Viele Kryptoanleger sind Neulinge, und das wurde von Anbietern wie Coin Cloud ausgenutzt. Das Unternehmen hat Lotteriemaschinen in Einkaufsläden und Tankstellen mit über 5000 Krypto-ATM-Automaten ersetzt. Mit einem Einsatz von zwei Dollar ist man dabei. Diese Geschäftspraxis enthülle alles, sagt Harvard-Ökonom Jeffrey Frankel. «Kryptowährungen sind eine neue Form des Glücksspiels.»

Frankel war auch einer der Ersten, der El Salvador davor warnte, Bitcoin als offizielle Währung anzuerkennen. Das Experiment steht vor dem Scheitern. Die Regierung verlor 60 Prozent ihrer Bitcoin-Anlagen, und die Verwendung der Währung durch die Bevölkerung ist zusammengebrochen. 

Kleinanleger zusammengestaucht

In scharfem Kontrast dazu haben die Wallstreet-Banken den Krypto-Crash unbeschadet überstanden. Zu verdanken ist das den Aufsichtsorganen der Branche. Nach dem Finanzkollaps 2008 wurden die Banken gezwungen, ihre Reserven massiv anzuheben, weshalb führende Banken wie Goldman Sachs und JP Morgan ihren Kunden erlaubten, nur einen kleinen Bruchteil ihrer Einlagen in Kryptos zu investieren.

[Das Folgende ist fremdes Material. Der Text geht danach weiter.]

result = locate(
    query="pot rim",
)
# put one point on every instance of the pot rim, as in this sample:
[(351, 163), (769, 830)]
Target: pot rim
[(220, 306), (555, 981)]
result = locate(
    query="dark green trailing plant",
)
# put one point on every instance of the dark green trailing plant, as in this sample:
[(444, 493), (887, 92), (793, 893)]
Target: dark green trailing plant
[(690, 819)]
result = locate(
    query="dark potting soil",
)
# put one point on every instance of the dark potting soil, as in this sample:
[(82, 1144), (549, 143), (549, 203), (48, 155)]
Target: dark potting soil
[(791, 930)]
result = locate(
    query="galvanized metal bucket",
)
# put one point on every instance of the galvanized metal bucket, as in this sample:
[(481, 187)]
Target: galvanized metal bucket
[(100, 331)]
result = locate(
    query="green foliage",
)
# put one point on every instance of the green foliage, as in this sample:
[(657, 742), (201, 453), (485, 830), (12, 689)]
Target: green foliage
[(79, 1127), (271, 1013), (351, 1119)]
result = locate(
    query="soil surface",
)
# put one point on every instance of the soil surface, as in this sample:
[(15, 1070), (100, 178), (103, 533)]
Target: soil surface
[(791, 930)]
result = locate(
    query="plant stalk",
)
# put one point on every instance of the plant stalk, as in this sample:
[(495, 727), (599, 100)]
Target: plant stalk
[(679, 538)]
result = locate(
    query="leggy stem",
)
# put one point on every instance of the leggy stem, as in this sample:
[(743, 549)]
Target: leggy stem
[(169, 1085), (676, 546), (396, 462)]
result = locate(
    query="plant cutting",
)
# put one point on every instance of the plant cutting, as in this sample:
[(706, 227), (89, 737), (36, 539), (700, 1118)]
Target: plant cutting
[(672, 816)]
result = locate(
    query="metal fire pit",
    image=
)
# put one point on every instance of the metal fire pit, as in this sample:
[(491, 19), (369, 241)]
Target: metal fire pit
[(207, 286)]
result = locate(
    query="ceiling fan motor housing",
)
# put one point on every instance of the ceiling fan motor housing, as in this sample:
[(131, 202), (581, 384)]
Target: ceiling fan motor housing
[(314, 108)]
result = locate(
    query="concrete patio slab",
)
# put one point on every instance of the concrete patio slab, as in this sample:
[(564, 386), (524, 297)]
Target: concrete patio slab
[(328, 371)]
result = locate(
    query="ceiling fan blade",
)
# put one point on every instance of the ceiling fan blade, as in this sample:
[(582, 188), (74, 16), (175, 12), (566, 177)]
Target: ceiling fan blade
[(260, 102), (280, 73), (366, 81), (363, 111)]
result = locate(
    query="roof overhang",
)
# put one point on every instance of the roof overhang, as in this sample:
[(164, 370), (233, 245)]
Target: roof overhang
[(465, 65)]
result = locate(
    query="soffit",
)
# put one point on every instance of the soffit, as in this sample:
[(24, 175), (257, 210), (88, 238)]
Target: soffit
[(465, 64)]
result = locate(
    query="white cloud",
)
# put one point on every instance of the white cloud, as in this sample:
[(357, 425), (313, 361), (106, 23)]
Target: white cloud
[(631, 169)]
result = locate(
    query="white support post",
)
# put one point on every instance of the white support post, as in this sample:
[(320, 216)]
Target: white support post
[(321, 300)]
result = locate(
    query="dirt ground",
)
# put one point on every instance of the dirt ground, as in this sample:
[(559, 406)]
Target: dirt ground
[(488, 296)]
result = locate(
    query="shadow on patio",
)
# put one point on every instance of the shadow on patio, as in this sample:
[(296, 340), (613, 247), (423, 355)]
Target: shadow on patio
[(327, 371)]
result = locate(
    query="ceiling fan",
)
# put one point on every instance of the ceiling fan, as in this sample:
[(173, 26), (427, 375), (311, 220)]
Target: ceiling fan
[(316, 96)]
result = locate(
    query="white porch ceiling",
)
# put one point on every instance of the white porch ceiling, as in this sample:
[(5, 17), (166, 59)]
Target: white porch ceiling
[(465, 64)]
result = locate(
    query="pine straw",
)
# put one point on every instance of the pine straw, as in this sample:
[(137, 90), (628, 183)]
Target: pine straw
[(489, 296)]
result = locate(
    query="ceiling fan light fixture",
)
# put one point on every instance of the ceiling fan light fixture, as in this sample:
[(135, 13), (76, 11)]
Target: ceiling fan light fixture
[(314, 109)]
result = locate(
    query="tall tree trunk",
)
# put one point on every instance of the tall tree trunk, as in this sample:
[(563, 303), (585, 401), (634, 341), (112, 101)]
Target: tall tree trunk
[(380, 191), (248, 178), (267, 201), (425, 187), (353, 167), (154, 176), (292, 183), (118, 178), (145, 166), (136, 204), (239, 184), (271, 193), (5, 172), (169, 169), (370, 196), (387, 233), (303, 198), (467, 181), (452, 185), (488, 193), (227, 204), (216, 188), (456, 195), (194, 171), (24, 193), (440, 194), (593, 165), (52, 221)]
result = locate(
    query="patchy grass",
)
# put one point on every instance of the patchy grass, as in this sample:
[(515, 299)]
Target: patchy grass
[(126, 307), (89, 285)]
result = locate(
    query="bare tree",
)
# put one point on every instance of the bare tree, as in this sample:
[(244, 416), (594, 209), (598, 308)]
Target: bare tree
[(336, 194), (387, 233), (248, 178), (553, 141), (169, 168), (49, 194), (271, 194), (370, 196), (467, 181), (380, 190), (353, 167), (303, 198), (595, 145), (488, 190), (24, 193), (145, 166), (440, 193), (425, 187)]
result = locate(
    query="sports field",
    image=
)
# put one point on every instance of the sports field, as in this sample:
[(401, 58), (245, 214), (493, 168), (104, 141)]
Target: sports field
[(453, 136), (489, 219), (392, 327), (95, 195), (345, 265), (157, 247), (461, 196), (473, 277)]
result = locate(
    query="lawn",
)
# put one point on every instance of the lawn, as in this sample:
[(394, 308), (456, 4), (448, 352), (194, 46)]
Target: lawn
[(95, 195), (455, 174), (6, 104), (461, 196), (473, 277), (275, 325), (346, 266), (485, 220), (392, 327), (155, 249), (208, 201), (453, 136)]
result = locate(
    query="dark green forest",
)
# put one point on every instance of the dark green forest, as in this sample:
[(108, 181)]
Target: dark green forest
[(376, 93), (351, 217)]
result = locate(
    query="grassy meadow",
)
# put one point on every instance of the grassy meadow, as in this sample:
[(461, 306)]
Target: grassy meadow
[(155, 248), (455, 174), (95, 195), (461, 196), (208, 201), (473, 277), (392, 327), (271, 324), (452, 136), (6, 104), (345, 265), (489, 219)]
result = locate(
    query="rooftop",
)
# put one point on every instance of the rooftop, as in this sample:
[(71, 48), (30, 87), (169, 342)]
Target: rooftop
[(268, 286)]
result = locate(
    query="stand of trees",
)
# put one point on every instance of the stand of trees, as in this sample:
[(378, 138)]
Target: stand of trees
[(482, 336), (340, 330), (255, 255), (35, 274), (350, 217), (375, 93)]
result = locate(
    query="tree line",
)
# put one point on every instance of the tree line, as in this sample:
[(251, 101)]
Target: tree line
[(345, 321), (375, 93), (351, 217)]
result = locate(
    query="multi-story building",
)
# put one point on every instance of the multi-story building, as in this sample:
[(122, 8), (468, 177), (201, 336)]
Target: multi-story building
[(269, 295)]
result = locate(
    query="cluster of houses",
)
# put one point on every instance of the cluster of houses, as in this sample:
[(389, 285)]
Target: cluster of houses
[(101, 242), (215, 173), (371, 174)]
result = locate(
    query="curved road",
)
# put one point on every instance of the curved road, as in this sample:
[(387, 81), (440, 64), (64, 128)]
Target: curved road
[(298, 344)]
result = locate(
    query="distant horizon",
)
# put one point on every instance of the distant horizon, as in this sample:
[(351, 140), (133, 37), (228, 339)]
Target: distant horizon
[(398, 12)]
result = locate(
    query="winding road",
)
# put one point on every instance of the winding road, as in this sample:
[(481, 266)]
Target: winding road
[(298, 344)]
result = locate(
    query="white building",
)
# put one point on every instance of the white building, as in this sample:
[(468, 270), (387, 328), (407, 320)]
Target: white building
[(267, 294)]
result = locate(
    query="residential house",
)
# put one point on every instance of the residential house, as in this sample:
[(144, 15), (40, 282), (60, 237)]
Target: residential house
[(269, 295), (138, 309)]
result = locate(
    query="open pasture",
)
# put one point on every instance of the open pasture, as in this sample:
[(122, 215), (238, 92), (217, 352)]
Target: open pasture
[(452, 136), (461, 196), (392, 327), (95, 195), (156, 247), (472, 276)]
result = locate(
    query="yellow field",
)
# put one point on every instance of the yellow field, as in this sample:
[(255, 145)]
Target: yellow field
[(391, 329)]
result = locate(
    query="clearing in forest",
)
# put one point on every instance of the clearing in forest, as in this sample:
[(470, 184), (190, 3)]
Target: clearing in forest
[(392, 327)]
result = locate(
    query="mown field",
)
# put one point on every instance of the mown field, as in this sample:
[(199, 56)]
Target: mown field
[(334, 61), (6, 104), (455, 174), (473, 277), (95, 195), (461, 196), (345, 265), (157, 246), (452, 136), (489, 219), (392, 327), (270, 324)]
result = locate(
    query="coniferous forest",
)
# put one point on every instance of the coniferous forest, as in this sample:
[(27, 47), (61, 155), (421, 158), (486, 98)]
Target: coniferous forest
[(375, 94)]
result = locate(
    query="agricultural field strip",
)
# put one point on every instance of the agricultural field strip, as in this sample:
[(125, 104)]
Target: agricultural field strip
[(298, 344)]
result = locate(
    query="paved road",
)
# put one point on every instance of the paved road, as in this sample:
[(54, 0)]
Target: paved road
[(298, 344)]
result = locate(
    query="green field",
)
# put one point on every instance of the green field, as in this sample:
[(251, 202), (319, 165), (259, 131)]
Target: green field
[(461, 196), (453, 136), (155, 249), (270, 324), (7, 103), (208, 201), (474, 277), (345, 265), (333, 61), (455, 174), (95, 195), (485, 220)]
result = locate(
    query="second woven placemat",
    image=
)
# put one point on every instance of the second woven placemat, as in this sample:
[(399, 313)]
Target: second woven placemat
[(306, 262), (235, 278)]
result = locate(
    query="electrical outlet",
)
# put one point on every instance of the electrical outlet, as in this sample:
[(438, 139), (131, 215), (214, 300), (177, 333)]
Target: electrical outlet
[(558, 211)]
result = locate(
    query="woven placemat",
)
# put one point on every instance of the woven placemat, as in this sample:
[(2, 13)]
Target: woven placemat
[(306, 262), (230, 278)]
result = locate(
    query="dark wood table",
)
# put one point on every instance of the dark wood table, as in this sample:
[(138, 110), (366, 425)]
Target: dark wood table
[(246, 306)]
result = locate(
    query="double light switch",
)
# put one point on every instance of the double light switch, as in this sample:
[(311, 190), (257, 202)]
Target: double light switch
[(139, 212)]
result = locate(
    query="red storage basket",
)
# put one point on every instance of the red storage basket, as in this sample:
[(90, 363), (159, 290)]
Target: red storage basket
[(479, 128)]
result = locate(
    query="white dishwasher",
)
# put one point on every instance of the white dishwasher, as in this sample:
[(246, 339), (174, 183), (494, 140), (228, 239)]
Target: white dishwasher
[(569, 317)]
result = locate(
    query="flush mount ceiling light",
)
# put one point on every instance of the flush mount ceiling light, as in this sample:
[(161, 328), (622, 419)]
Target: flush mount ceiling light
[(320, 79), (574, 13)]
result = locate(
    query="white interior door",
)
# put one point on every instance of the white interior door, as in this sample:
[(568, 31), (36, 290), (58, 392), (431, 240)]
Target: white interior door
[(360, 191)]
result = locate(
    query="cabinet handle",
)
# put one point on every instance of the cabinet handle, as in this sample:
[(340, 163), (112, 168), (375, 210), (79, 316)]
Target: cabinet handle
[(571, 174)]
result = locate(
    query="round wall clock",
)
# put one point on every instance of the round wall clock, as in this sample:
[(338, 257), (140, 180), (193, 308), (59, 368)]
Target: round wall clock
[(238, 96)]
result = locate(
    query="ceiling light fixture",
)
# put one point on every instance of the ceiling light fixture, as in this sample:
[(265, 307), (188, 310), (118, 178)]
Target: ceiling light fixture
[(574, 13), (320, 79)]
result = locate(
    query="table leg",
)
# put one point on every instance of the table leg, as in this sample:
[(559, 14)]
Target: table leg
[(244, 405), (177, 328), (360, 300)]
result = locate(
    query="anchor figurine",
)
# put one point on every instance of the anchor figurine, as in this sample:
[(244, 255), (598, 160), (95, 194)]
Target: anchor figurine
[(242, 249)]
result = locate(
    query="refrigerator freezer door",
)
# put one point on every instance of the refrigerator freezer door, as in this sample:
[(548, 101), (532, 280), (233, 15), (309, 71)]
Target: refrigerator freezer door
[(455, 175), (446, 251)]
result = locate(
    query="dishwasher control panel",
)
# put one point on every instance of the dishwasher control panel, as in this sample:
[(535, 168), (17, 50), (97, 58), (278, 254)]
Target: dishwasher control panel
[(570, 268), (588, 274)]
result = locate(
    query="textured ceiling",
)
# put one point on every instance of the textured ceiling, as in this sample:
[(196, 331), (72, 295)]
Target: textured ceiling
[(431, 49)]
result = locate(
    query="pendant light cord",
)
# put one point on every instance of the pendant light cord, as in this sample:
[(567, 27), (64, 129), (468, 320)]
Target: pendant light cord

Die Bank für internationalen Zahlungsausgleich in Basel bewertet digitale Währungen mit der höchsten Risikostufe und verlangt von den Banken, Kryptoanlagen mit Barreserven in mindestens gleicher Höhe abzusichern. Dies habe die Lust der Wallstreet und ihren Kunden auf Kryptos sehr gedämpft, sagte Reena Aggarwal, Finanzprofessorin an der Georgetown-Universität, in der «New York Times». Um vermögende Kunden müsse man sich deswegen keine Sorgen machen. «Aber ich mache mir grosse Sorgen um jene Anleger, die wenig Erspartes hatten und nun zusammengestaucht werden.»